DeSantis’ more recent skepticism of vaccines is a reversal of his efforts in early 2021, when his administration worked aggressively to make shots available to seniors and the governor boasted about the state’s speed at distributing the vaccine.

“Florida Leads the Nation in Vaccines for Ages 65+ with Seniors First Approach,” said a January 2021 press release from his office.

At one point, DeSantis appeared on Fox News alongside a 100-year-old World War II veteran receiving a dose live on air. At a press conference in July 2021, DeSantis delivered a full-throated backing of the vaccine’s effectiveness against the Covid-19 virus.

“If you are vaccinated, fully vaccinated, the chance of you getting seriously ill or dying from Covid is effectively zero,” he said at the time. “These vaccines are saving lives. They are reducing mortality.”

However, as DeSantis set his sights on a potential showdown with Trump for the GOP nomination in 2024, his public support for the vaccine began to wane.
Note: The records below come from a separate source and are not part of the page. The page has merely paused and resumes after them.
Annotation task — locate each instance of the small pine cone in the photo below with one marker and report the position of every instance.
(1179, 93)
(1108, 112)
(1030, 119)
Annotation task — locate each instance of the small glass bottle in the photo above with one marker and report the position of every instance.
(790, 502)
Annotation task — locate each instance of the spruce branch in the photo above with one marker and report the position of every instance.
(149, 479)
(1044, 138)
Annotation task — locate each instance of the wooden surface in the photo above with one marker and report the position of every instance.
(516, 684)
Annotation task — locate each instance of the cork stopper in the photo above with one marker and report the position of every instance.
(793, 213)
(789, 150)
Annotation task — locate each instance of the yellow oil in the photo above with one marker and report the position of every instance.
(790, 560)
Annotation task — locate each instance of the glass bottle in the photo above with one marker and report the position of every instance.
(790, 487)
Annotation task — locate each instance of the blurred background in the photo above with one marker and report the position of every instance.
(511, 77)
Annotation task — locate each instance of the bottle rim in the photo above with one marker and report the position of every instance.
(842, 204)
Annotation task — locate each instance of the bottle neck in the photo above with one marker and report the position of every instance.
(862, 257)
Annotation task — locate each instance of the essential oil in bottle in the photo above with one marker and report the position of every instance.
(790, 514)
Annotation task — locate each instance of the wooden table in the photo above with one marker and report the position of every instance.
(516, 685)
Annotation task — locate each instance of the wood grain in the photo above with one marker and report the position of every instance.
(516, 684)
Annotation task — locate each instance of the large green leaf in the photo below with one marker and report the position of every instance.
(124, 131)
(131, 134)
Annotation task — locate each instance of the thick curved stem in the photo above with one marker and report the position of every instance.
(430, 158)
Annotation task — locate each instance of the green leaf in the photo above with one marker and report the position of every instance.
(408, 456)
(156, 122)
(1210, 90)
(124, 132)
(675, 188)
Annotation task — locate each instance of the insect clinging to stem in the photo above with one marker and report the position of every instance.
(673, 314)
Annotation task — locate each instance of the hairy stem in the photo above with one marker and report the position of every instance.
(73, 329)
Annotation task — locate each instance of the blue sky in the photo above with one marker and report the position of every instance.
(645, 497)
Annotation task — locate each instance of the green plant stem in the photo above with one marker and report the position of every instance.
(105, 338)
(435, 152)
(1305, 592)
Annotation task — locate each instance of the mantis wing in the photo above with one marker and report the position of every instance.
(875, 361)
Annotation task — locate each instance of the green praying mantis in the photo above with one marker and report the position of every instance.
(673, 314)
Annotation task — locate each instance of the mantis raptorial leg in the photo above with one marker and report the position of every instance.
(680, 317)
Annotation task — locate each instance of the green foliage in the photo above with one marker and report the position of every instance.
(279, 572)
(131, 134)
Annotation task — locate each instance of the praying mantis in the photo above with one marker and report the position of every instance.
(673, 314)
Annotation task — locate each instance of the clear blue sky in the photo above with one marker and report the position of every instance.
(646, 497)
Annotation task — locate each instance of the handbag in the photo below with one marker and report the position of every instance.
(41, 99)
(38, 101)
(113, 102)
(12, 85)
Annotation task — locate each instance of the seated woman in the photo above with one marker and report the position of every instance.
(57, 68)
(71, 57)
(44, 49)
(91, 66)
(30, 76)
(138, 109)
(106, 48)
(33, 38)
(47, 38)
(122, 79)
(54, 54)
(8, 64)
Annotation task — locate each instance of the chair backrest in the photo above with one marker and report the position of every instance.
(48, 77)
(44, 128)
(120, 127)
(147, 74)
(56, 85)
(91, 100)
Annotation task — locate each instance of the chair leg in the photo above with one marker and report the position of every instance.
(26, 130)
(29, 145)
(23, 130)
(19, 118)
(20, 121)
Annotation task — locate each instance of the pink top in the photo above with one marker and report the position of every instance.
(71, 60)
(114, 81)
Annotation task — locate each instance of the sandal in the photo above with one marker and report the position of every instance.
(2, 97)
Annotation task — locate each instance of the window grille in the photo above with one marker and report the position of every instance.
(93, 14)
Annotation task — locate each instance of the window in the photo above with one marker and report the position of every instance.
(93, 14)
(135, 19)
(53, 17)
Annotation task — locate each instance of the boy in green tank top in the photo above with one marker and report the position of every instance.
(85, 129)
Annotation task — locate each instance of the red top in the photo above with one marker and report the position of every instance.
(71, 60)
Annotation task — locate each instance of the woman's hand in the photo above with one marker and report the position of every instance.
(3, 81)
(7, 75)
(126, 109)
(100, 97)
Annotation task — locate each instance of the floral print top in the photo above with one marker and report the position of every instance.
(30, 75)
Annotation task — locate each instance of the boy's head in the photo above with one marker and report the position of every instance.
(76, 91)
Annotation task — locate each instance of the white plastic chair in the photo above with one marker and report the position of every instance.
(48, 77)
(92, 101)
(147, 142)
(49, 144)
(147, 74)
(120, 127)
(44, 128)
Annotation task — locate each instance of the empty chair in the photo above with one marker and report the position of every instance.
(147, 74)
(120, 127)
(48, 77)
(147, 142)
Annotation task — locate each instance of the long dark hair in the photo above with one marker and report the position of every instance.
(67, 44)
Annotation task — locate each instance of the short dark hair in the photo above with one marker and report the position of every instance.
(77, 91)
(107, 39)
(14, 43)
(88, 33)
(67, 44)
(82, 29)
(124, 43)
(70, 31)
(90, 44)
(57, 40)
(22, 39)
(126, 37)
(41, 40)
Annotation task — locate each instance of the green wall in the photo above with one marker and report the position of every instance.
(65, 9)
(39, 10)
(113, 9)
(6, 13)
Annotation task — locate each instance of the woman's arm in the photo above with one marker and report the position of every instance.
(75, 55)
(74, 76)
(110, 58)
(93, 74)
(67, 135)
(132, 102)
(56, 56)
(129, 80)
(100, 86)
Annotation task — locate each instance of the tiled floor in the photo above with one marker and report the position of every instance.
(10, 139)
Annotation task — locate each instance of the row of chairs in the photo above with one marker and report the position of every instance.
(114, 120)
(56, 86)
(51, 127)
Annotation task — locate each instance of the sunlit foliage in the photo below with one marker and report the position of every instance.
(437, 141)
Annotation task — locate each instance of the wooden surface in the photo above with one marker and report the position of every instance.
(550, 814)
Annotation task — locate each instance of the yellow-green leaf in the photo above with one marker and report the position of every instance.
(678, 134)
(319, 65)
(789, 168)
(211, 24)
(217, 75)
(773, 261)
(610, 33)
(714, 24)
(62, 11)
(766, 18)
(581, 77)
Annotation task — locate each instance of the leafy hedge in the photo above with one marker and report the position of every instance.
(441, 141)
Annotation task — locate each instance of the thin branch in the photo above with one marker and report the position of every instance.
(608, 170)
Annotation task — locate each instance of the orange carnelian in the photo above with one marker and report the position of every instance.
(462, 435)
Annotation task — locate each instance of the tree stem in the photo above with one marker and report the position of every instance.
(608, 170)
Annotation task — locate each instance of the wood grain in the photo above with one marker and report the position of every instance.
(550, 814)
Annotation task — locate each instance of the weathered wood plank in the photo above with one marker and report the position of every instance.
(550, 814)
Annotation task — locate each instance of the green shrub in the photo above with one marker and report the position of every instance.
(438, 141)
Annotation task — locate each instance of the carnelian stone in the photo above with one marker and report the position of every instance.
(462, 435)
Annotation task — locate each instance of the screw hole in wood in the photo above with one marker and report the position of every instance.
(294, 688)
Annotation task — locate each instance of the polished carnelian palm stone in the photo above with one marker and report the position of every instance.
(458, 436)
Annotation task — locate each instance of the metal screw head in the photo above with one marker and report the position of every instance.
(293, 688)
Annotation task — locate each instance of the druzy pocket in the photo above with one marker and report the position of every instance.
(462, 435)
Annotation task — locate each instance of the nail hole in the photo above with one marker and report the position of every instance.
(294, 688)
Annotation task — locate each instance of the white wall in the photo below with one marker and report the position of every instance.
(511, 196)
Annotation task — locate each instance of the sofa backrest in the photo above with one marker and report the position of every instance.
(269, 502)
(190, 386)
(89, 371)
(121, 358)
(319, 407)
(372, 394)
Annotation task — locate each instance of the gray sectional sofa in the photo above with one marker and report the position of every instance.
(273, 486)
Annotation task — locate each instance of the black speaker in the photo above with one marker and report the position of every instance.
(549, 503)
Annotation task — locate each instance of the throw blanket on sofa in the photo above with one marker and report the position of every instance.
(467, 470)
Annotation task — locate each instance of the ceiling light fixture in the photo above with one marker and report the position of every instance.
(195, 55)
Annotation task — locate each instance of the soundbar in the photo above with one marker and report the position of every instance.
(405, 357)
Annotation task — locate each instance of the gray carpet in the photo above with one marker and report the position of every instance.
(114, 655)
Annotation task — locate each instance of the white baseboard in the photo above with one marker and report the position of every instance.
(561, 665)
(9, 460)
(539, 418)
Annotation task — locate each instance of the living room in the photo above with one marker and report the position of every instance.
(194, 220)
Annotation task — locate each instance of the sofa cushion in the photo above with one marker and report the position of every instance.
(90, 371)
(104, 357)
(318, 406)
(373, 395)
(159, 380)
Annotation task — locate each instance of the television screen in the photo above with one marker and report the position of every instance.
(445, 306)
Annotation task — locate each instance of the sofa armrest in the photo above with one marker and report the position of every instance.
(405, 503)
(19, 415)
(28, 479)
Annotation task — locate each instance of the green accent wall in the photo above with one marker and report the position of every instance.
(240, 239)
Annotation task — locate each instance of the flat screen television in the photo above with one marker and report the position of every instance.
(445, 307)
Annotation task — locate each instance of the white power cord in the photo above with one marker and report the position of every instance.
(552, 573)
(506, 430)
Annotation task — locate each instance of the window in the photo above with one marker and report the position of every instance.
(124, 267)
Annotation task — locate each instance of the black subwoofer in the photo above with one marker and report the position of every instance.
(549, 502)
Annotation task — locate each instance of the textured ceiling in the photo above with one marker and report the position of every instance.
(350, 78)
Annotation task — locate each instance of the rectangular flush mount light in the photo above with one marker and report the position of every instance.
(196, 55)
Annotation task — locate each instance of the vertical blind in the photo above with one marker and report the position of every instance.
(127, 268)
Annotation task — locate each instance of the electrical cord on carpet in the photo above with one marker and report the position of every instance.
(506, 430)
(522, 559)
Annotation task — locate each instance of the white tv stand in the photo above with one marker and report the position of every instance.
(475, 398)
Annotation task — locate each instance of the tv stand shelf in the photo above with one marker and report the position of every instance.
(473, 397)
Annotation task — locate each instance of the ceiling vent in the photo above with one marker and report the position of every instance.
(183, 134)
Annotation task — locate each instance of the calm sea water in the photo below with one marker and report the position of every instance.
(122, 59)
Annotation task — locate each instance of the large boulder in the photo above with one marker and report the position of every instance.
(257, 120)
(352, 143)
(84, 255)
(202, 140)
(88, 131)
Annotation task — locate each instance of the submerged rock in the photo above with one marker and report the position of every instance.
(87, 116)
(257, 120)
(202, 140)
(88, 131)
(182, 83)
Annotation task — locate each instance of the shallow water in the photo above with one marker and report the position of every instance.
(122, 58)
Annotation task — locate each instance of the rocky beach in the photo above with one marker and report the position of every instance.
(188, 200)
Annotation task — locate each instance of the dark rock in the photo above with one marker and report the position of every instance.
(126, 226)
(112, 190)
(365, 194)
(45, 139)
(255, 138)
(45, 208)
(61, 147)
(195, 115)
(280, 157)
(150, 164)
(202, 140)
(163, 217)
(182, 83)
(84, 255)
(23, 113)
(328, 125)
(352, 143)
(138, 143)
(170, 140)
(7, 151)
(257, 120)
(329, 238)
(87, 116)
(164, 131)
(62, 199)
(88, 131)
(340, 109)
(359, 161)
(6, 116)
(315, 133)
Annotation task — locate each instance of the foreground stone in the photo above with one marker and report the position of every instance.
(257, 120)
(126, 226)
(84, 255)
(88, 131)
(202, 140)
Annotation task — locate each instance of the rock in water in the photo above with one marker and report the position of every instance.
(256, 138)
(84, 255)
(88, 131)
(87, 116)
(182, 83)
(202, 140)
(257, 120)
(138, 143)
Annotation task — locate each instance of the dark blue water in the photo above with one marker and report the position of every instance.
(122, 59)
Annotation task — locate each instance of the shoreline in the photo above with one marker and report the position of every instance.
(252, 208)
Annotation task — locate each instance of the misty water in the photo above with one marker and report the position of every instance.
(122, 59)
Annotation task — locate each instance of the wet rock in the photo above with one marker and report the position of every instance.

He refused to say if he had received a booster shot – a position Trump called “gutless” in a 2022 interview – and he has made Florida an outlier in its approach to the vaccine in recent months. Under DeSantis, Florida became the only state to recommend against vaccinating children and the state Department of Health has also discouraged men under 40 from getting the mRNA Covid-19 vaccine because of concerns about side effects.

Cases of myocarditis and pericarditis, inflammation of the heart and heart lining, are rare after mRNA vaccines, although they are more likely to occur among young men. The risk of heart inflammation is far greater from Covid-19 than from vaccination.

DeSantis in December also successfully lobbied the Florida Supreme Court to empanel a grand jury to investigate the development, distribution and promotion of the vaccine.